2

It's the conventional wisdom that a PCA transformation can cure multicollinearity. Putting this into practice on example data, I find myself confused. In the following case, applying PCA seems to have made the multicollinearity (as measured by VIF) much worse!

library(regclass)
library(car)
library(tidymodels)

data("WINE")

##Dropping rating variable

data<-WINE[,-1]

vif(lm(alcohol~.,data=data))

If we are going by the conservative benchmark that VIF of 2 or greater presents multicollinearity that needs to be removed, we need to do something to remove it. enter image description here

Let's apply PCA.

##3 Varibles with vif over 2, would like to remove that multicollinearity. Let's try pca.
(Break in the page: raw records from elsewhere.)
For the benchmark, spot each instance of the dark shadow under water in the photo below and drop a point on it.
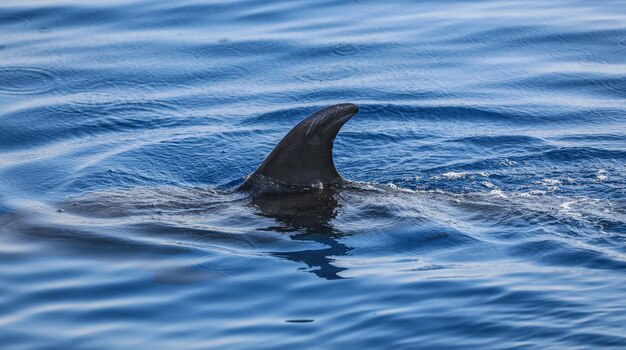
(309, 213)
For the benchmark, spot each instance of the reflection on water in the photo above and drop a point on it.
(488, 202)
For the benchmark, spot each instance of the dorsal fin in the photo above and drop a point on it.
(304, 157)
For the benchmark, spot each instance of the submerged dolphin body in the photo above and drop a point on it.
(304, 157)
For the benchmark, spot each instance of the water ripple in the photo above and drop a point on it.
(26, 80)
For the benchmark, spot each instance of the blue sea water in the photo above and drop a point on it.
(488, 208)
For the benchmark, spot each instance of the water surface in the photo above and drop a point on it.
(488, 208)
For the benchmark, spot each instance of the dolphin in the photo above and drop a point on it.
(304, 157)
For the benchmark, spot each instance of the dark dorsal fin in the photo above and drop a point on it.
(305, 156)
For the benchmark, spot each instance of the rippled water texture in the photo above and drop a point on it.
(488, 208)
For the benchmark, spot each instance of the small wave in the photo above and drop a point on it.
(26, 80)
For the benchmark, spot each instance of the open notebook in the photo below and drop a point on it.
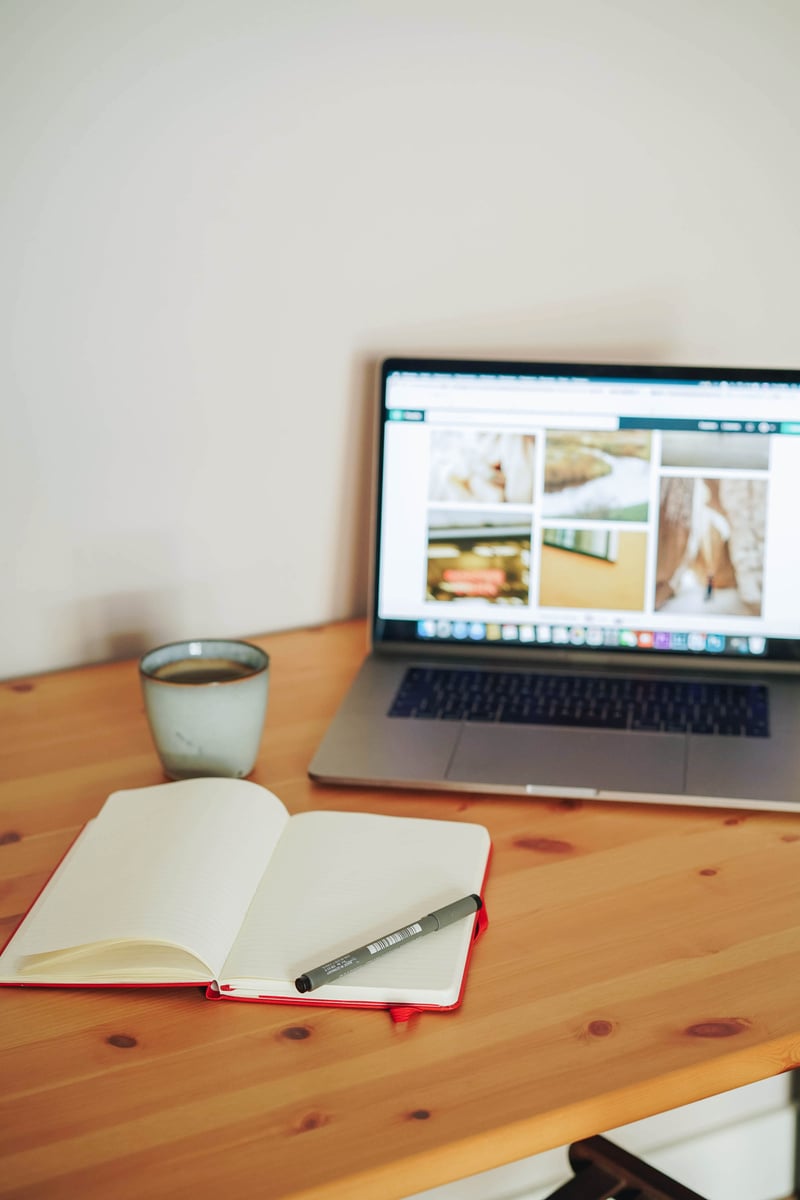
(211, 882)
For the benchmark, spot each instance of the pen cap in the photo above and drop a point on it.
(457, 910)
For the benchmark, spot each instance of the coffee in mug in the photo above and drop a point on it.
(205, 702)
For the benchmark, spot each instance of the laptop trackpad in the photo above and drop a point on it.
(563, 759)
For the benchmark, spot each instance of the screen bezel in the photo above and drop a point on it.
(392, 636)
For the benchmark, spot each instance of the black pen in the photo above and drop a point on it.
(434, 921)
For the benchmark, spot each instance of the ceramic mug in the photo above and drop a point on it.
(205, 702)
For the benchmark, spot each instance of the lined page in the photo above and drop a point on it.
(340, 880)
(175, 863)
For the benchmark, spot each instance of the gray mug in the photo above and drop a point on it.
(206, 703)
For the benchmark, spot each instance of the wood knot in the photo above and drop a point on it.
(600, 1029)
(722, 1027)
(312, 1121)
(545, 845)
(295, 1032)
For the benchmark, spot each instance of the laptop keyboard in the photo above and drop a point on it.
(519, 697)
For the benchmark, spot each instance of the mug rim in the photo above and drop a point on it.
(148, 671)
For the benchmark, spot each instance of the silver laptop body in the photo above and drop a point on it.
(585, 585)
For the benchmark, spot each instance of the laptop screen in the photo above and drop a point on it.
(575, 507)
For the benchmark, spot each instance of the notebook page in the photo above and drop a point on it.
(338, 880)
(174, 863)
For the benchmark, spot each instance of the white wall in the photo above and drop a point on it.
(216, 216)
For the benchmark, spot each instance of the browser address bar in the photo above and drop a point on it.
(530, 420)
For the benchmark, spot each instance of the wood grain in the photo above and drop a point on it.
(637, 959)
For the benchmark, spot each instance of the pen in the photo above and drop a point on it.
(429, 924)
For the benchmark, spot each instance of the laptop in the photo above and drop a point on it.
(585, 585)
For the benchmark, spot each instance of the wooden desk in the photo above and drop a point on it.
(637, 959)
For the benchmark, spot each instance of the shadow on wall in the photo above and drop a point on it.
(122, 625)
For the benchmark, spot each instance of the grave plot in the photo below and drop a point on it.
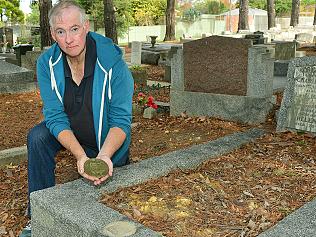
(239, 194)
(58, 209)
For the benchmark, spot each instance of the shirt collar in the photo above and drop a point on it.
(90, 59)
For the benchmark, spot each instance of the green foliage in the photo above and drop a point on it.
(10, 9)
(35, 40)
(148, 12)
(211, 7)
(34, 17)
(283, 7)
(259, 4)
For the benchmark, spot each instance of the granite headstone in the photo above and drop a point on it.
(285, 50)
(298, 108)
(15, 79)
(136, 58)
(217, 65)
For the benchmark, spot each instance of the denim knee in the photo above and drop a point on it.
(38, 135)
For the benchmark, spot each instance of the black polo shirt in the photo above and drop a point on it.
(78, 99)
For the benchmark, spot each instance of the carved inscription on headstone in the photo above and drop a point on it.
(302, 114)
(298, 109)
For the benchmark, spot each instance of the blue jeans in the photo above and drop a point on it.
(42, 148)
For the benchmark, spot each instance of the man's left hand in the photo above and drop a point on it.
(108, 161)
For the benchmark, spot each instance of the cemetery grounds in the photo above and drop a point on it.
(238, 194)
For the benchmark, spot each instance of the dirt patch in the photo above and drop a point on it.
(246, 191)
(239, 194)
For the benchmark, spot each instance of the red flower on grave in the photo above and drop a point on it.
(151, 103)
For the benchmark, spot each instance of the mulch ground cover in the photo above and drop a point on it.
(239, 194)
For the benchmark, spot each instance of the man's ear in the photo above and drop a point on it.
(87, 26)
(52, 34)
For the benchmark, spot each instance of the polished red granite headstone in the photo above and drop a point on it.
(217, 65)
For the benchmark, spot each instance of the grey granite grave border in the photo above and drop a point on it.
(301, 223)
(73, 209)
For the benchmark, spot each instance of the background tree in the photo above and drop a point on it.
(243, 15)
(46, 38)
(147, 12)
(271, 13)
(34, 17)
(295, 13)
(10, 11)
(210, 7)
(123, 14)
(109, 20)
(314, 17)
(170, 21)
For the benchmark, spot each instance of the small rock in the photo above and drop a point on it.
(150, 113)
(119, 229)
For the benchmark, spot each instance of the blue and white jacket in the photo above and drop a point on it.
(111, 94)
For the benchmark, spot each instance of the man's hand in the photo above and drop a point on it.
(80, 166)
(108, 161)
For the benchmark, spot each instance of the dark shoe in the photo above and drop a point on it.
(26, 232)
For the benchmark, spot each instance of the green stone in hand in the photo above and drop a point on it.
(96, 167)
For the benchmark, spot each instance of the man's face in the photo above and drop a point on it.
(69, 32)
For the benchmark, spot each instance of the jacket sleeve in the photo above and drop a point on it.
(122, 86)
(55, 118)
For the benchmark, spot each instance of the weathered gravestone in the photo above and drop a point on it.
(15, 79)
(284, 52)
(298, 108)
(222, 77)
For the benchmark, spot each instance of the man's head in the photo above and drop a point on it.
(69, 27)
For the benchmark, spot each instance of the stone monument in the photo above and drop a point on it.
(298, 108)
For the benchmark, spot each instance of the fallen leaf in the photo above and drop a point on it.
(249, 194)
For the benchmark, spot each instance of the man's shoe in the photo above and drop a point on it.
(26, 232)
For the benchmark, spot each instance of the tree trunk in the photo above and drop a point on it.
(314, 18)
(295, 12)
(46, 38)
(109, 20)
(243, 15)
(170, 21)
(271, 13)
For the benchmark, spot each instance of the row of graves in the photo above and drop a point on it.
(232, 79)
(217, 76)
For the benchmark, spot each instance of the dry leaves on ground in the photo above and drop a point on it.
(239, 194)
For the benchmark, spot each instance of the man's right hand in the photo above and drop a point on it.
(80, 165)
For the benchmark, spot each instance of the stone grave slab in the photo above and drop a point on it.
(284, 50)
(73, 209)
(15, 79)
(298, 108)
(217, 65)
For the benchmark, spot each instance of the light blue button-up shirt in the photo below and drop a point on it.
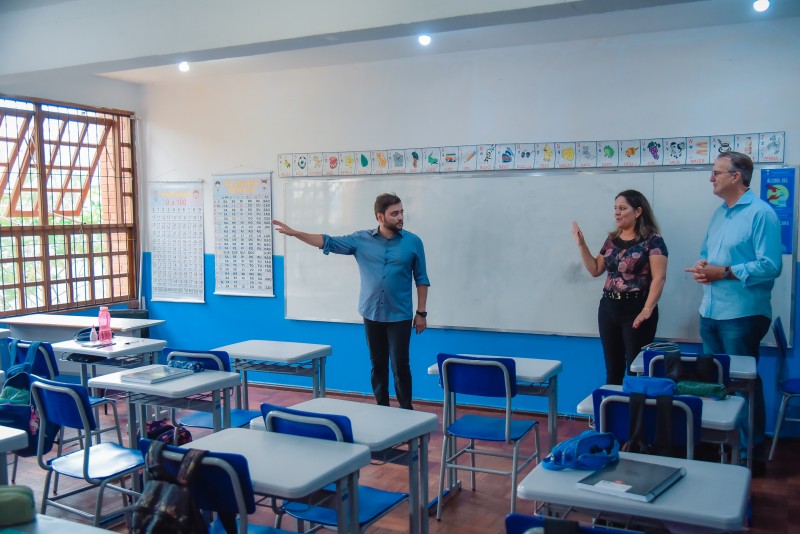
(387, 267)
(746, 236)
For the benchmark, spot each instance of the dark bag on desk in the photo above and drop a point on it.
(166, 504)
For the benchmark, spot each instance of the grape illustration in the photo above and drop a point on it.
(653, 147)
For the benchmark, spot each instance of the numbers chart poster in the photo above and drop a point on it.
(176, 238)
(243, 234)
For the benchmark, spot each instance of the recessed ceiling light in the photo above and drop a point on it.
(761, 5)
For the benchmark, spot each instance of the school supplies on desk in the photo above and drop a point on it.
(155, 374)
(631, 479)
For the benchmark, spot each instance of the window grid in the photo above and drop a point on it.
(68, 240)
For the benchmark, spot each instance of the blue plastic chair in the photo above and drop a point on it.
(373, 503)
(214, 360)
(485, 377)
(519, 524)
(221, 485)
(788, 387)
(612, 414)
(98, 465)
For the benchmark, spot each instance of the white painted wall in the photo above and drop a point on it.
(726, 79)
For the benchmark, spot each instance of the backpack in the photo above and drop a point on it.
(17, 410)
(163, 431)
(166, 504)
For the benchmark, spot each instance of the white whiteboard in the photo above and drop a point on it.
(499, 249)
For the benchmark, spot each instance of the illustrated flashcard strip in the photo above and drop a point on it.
(652, 151)
(747, 144)
(771, 146)
(565, 155)
(697, 150)
(544, 155)
(486, 157)
(586, 154)
(607, 153)
(330, 164)
(413, 160)
(430, 159)
(300, 165)
(630, 153)
(380, 163)
(467, 161)
(720, 144)
(347, 163)
(525, 156)
(315, 164)
(284, 165)
(448, 159)
(363, 162)
(675, 151)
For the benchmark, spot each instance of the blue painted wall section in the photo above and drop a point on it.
(222, 320)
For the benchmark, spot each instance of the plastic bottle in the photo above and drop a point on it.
(104, 320)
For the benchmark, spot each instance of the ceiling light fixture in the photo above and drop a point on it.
(761, 5)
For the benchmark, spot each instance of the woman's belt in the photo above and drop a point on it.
(625, 295)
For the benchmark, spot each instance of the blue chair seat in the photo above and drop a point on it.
(489, 428)
(239, 418)
(107, 460)
(372, 503)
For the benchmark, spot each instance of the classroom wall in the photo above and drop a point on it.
(727, 79)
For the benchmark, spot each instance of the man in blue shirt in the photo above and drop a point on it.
(740, 260)
(388, 259)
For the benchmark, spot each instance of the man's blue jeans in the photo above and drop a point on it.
(741, 336)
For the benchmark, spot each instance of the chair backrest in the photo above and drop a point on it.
(472, 375)
(213, 360)
(222, 484)
(44, 363)
(307, 424)
(612, 414)
(654, 364)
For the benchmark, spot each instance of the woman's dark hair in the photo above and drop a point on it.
(385, 200)
(646, 224)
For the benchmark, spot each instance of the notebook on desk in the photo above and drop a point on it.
(631, 479)
(154, 375)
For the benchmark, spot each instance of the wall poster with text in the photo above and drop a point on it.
(176, 241)
(243, 234)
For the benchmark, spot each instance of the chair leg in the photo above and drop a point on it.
(442, 470)
(778, 424)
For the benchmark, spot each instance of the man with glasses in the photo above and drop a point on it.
(740, 260)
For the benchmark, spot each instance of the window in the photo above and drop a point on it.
(68, 226)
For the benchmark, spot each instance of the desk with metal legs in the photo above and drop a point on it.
(744, 372)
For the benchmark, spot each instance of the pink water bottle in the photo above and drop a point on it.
(104, 320)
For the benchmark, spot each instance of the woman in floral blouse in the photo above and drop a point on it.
(634, 256)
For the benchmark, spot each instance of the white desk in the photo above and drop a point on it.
(535, 377)
(292, 467)
(718, 421)
(176, 393)
(711, 495)
(383, 427)
(11, 439)
(744, 372)
(57, 327)
(46, 524)
(125, 352)
(283, 357)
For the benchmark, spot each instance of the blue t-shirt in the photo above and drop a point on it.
(747, 237)
(387, 267)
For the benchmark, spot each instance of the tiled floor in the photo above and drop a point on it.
(482, 511)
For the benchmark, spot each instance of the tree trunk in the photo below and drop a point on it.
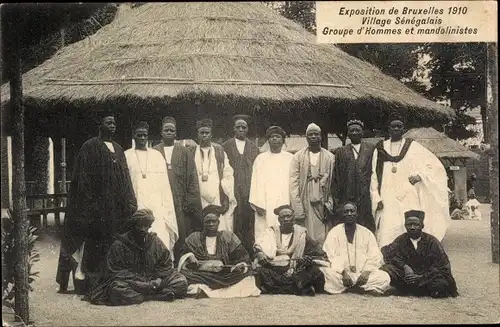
(21, 223)
(493, 137)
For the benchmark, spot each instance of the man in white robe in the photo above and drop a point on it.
(311, 175)
(355, 258)
(270, 186)
(215, 174)
(406, 176)
(149, 176)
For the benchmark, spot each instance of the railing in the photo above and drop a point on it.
(40, 205)
(30, 187)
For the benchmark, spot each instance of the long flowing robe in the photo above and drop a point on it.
(127, 262)
(220, 183)
(101, 199)
(351, 182)
(398, 195)
(270, 187)
(285, 276)
(242, 164)
(185, 191)
(364, 254)
(153, 192)
(225, 283)
(429, 260)
(315, 208)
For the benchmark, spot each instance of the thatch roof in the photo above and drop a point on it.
(166, 52)
(439, 144)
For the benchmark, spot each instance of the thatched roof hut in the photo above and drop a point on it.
(208, 58)
(441, 145)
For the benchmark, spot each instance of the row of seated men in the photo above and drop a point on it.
(214, 264)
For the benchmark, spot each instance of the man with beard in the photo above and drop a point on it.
(215, 262)
(417, 262)
(287, 258)
(101, 199)
(406, 176)
(355, 258)
(241, 153)
(311, 176)
(270, 185)
(138, 268)
(215, 174)
(149, 176)
(183, 182)
(352, 175)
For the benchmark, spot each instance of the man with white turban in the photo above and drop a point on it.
(311, 175)
(270, 186)
(406, 176)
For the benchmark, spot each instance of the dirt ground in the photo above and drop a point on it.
(467, 243)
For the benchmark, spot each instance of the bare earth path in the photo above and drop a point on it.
(467, 243)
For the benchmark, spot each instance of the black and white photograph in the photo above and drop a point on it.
(219, 163)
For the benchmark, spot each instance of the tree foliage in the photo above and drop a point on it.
(458, 75)
(39, 27)
(9, 259)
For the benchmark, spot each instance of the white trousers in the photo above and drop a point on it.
(378, 281)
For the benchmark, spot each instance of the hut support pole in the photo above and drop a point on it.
(63, 165)
(21, 223)
(492, 53)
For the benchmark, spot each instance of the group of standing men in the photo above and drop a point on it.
(181, 186)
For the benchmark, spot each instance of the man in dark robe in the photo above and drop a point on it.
(101, 199)
(241, 153)
(215, 262)
(138, 268)
(417, 262)
(183, 182)
(352, 176)
(288, 258)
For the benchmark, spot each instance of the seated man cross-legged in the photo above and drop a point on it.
(288, 258)
(138, 268)
(417, 262)
(355, 258)
(215, 263)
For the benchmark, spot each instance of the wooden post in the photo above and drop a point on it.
(21, 223)
(324, 139)
(63, 165)
(492, 80)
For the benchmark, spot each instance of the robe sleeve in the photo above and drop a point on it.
(164, 266)
(117, 263)
(83, 202)
(167, 204)
(295, 187)
(192, 199)
(266, 243)
(128, 187)
(432, 190)
(257, 186)
(440, 262)
(373, 256)
(314, 249)
(335, 180)
(395, 253)
(237, 252)
(337, 262)
(227, 181)
(374, 184)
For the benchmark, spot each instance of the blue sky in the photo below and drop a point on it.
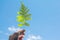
(45, 17)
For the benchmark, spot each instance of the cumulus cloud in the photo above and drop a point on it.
(13, 29)
(34, 37)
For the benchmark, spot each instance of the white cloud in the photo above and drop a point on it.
(13, 29)
(34, 37)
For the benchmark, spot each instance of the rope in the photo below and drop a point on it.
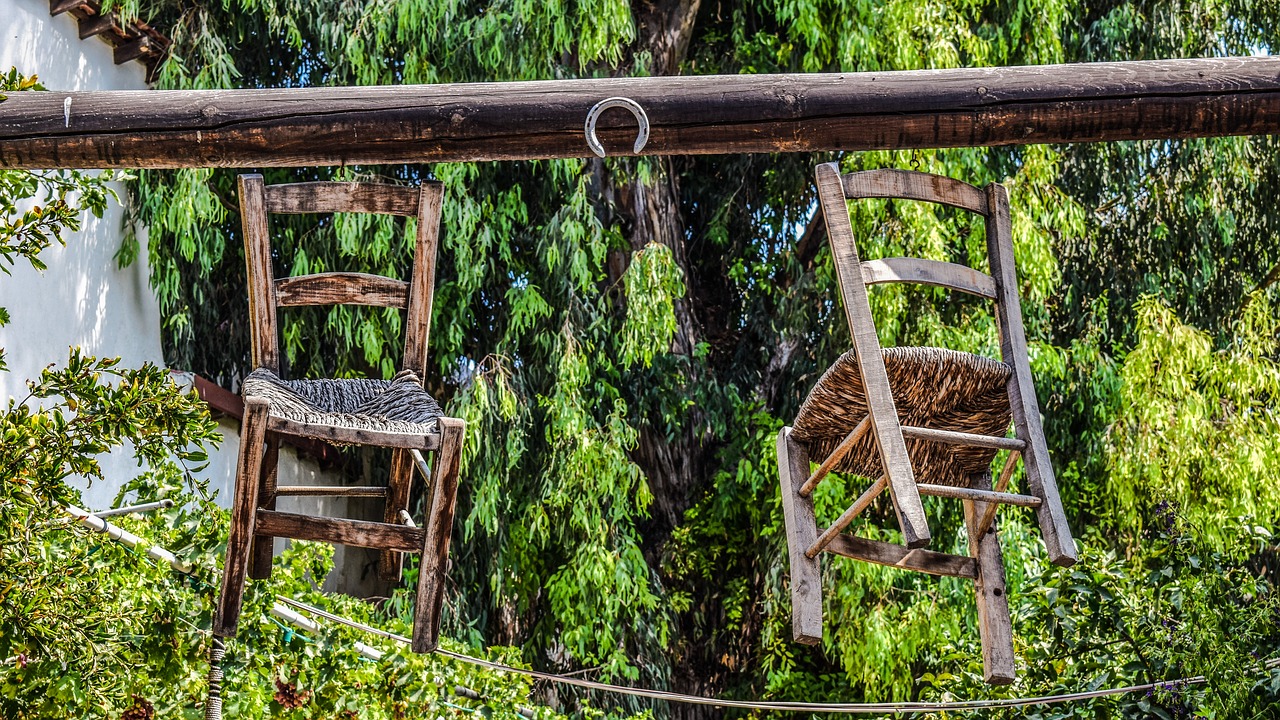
(214, 707)
(842, 707)
(216, 651)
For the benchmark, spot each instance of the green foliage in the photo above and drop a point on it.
(67, 195)
(626, 337)
(94, 628)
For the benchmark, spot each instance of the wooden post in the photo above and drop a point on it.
(993, 623)
(243, 509)
(435, 542)
(257, 261)
(1022, 388)
(688, 115)
(264, 546)
(871, 361)
(801, 533)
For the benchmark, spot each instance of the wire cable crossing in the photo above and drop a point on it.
(114, 533)
(844, 707)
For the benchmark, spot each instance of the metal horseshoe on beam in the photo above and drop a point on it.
(632, 106)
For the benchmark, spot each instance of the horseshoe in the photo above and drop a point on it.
(632, 106)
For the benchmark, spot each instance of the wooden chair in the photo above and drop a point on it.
(923, 420)
(397, 414)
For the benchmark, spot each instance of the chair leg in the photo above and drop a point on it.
(264, 546)
(401, 481)
(435, 541)
(243, 515)
(801, 533)
(995, 625)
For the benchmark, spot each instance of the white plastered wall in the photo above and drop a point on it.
(83, 299)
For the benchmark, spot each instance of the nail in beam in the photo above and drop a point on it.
(689, 115)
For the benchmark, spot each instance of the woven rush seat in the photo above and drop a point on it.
(398, 405)
(932, 387)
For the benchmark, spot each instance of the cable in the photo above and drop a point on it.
(845, 707)
(213, 711)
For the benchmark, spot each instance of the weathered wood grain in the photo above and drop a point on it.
(951, 437)
(400, 483)
(342, 197)
(848, 516)
(241, 536)
(909, 185)
(435, 542)
(688, 115)
(264, 546)
(871, 363)
(801, 532)
(342, 288)
(1022, 388)
(928, 272)
(356, 533)
(353, 436)
(1006, 473)
(995, 627)
(330, 491)
(981, 495)
(257, 261)
(905, 559)
(417, 322)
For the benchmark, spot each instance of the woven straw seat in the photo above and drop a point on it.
(932, 388)
(398, 405)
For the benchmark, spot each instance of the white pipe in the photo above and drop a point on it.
(145, 507)
(100, 525)
(310, 625)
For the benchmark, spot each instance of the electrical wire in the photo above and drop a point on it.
(842, 707)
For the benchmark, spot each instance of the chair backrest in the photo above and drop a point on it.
(266, 294)
(854, 274)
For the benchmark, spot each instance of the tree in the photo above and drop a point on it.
(626, 336)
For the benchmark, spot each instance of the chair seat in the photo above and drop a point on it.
(396, 413)
(932, 388)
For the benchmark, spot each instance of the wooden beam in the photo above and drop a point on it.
(96, 24)
(688, 115)
(357, 533)
(132, 50)
(905, 559)
(330, 491)
(801, 532)
(995, 625)
(59, 7)
(979, 495)
(868, 496)
(972, 440)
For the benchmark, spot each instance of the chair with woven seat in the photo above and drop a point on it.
(397, 414)
(919, 420)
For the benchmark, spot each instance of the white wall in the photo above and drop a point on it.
(85, 300)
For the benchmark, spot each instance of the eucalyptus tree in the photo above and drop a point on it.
(626, 336)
withpca<-recipe(alcohol~.,data=data) %>% step_pca(all_predictors()) %>% prep() %>% juice()



vif(lm(alcohol~.,data=withpca))

#multicollinearity is now much worse!

What has gone wrong? The VIFs for PC1 and PC4 are now astronomical! Can someone explain whether I've misunderstood the conventional wisdom about PCA and multicollinearity or whether that conventional wisdom is just wrong?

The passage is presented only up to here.